Match All is the part that earned my respect during testing. It auto-equalizes exposure, contrast, brightness, saturation, and hue across every shot. On a recent test with FX6 + A7S III + iPhone footage from a real brand shoot, it got me about 85% of the way to a matched timeline in under a minute. The remaining 15% needs Manual Primaries — Exposure, Contrast, White Balance, Saturation — which are right there in the same browser tab.

If you're a corporate video freelancer juggling FX6, A7S III, and iPhone B-roll on the same Frame.io deliverable, we're building this for you. Leumos AI launches in ~30 days — join the early-access list and you'll be in the first 500 (50% off the first year).

The creative look, after the match

Once the cameras agree with each other, you can actually grade.

Reference Image Grading is the feature I use most on brand work.
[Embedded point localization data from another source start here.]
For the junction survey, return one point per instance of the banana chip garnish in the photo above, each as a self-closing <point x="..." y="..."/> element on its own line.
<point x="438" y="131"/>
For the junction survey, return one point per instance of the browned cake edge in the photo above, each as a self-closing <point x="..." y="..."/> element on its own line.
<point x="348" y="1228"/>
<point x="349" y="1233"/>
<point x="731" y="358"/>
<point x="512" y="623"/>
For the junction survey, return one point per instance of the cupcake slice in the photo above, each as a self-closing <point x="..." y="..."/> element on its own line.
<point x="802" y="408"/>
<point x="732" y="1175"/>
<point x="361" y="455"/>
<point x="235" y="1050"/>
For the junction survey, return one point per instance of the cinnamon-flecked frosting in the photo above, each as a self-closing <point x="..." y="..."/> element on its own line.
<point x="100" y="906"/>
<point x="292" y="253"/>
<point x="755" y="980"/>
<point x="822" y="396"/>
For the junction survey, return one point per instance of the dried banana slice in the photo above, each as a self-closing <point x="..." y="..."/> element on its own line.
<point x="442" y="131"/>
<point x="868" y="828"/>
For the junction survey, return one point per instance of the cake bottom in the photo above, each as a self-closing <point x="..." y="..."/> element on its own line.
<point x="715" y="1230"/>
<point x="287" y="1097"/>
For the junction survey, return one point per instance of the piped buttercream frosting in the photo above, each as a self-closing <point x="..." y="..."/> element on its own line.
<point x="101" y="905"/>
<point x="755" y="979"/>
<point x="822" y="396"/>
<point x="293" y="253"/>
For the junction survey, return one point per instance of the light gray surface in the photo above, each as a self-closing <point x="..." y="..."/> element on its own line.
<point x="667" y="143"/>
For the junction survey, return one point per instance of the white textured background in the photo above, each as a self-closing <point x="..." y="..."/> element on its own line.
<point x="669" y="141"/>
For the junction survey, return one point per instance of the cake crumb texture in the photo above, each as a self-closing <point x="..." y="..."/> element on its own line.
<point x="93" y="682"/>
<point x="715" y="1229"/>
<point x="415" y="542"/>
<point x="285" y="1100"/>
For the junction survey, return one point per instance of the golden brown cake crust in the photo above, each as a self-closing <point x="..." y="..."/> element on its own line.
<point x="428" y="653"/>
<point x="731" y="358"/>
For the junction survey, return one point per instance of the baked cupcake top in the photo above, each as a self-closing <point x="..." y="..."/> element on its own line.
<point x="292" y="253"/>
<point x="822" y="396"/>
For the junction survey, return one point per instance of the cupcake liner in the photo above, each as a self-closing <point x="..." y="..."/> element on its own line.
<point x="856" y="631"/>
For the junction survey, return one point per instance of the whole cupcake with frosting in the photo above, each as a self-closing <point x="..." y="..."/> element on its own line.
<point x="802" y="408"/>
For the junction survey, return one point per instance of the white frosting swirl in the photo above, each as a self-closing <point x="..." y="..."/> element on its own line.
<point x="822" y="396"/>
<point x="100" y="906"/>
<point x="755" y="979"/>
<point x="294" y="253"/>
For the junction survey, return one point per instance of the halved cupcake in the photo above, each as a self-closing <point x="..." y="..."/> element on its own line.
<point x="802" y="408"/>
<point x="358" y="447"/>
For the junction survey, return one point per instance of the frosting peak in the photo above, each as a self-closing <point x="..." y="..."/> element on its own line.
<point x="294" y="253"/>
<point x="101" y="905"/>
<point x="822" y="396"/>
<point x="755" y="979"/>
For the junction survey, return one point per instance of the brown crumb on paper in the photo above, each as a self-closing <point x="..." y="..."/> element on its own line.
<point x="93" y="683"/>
The client sends a Pinterest board — usually a still from a Matti Haapoja DJI spot, or a frame from a Sandwich Video product film, or whatever the agency's mood deck pulled from. You drop the still into Leumos, AI matches the footage to it, and an intensity slider lets you back off if it's too aggressive. This replaces about 40 minutes of curve-pushing that I used to do in Lumetri trying to chase a reference frame.
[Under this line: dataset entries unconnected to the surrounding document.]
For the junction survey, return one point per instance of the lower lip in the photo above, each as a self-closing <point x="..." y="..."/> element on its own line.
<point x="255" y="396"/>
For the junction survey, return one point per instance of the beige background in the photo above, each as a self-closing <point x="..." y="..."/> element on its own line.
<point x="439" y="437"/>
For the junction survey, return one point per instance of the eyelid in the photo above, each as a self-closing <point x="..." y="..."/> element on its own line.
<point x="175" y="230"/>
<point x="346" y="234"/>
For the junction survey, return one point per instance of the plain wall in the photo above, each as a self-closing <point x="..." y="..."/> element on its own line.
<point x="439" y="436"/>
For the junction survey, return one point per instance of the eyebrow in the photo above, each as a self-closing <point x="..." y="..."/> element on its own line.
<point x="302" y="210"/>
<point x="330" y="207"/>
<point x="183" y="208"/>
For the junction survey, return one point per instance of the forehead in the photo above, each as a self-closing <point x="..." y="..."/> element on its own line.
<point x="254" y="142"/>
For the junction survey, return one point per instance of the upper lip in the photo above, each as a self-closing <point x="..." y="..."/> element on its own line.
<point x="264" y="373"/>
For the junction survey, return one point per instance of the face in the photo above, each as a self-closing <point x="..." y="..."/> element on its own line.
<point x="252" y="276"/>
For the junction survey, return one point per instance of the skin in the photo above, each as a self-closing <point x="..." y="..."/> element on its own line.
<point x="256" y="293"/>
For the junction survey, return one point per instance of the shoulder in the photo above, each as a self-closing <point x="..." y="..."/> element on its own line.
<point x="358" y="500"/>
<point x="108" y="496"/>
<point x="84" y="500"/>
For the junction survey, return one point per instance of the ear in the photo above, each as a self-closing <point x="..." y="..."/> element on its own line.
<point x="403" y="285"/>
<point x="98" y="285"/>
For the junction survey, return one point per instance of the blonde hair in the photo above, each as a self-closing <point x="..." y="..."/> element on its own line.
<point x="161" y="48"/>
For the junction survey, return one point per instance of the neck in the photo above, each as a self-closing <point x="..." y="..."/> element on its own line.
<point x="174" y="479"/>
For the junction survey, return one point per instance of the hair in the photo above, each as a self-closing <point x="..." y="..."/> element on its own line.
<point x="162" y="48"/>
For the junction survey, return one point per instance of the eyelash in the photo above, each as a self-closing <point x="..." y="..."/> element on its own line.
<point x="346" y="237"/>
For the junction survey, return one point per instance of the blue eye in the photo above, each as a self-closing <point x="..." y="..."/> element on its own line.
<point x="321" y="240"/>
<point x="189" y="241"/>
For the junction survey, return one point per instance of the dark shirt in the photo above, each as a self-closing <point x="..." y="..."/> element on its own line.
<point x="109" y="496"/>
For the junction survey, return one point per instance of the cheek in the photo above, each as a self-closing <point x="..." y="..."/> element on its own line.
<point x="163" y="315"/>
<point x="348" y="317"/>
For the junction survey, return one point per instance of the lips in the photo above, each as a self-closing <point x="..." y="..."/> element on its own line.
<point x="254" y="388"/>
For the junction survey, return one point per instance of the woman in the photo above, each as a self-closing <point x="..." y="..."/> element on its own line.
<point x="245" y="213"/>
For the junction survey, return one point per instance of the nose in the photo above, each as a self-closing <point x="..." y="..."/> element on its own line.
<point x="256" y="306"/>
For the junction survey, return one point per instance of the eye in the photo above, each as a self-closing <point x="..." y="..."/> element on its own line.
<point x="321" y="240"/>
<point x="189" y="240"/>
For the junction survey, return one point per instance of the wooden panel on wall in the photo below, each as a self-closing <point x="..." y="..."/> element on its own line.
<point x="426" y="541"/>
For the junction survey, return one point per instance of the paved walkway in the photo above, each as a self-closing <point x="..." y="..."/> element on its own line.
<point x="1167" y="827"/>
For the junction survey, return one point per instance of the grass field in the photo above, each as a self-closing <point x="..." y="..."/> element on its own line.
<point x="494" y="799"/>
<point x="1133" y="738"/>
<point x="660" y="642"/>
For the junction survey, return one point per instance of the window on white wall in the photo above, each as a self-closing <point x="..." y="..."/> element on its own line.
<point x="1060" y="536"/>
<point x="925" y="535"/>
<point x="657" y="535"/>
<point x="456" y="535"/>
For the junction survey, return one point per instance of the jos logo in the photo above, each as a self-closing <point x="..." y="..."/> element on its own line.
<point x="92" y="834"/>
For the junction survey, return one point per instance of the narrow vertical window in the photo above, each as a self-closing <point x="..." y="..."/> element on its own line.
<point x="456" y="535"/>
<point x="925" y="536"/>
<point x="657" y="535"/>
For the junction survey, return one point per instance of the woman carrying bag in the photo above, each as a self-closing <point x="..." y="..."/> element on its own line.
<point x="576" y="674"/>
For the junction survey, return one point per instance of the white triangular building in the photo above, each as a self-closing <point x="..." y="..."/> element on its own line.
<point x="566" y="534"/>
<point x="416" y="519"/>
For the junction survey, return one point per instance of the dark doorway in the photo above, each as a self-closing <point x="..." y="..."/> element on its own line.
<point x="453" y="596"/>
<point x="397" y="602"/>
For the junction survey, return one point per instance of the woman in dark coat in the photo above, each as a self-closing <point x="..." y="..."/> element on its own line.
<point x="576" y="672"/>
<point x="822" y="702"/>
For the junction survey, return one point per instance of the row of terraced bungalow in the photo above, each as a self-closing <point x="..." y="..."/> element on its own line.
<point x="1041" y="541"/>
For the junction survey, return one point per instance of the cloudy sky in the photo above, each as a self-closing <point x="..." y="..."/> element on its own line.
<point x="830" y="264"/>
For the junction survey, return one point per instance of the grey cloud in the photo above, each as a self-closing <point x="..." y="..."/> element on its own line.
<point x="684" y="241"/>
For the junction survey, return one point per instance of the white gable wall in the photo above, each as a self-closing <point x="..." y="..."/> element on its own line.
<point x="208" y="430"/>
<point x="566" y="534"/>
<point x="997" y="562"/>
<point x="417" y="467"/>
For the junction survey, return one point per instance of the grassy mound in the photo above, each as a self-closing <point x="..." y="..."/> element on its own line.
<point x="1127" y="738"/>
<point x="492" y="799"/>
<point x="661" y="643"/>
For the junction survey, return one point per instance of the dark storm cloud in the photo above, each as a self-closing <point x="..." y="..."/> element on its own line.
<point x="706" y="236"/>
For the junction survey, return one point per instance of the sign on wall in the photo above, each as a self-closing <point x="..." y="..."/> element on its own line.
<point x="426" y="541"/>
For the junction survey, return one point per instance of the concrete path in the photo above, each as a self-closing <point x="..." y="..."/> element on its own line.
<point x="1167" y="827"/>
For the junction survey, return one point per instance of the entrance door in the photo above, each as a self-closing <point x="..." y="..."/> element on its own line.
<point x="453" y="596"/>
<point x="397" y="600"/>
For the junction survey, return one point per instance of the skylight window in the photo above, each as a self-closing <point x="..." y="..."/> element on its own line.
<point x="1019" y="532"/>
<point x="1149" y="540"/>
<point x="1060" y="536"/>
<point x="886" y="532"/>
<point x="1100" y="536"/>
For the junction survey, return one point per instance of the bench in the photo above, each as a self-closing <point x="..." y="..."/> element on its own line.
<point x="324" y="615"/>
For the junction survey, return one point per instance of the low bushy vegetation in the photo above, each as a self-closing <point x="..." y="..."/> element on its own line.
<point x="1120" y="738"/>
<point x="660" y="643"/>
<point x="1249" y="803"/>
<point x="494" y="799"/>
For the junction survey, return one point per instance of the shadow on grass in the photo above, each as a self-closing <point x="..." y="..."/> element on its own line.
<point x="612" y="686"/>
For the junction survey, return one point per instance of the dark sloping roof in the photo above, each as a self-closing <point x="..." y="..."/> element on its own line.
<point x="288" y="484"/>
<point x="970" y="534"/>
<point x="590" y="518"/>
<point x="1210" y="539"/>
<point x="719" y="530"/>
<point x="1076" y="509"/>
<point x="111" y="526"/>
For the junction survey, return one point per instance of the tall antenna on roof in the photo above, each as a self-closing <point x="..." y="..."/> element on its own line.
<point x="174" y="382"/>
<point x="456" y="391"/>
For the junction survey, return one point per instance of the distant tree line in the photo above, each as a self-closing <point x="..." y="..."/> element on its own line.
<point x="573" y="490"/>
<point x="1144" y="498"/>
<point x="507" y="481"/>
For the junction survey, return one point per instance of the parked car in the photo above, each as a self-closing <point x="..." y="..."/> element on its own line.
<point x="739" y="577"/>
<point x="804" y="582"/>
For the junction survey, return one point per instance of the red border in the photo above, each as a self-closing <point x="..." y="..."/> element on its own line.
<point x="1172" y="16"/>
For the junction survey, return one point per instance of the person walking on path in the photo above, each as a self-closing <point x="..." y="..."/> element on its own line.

If the client is more LUT-oriented — and a lot of corporate clients are; they want "give it a cinematic look" and they don't care how — the Preset LUT Library covers it. Cinema-grade LUTs with intensity sliders and instant preview. You can also drop in your own .cube file, which matters if your agency has a house LUT they want applied across every deliverable.

Is this as nuanced as a 6K scanned Kodak grain pass? No. But for 90% of corporate and branded work — the explainer videos, the recruitment films, the SaaS product spots, the founder interview cutdowns — it's the level of finish the client is actually paying for.

The pricing math for working freelancers

Nitrate: $139 for Premiere, $199 if you want the Cine pack with the full stock library. One-time. Lives on one host.

Leumos Creator: $15/mo, 8 uploads per day, 1GB max file size, 14-day storage. Leumos Pro: $39/mo, 20 uploads per day, 2GB max, 30-day storage. There's also a Free tier — $0, 2 uploads per day, 400MB max — which is enough to actually test the tool on a real shoot before paying.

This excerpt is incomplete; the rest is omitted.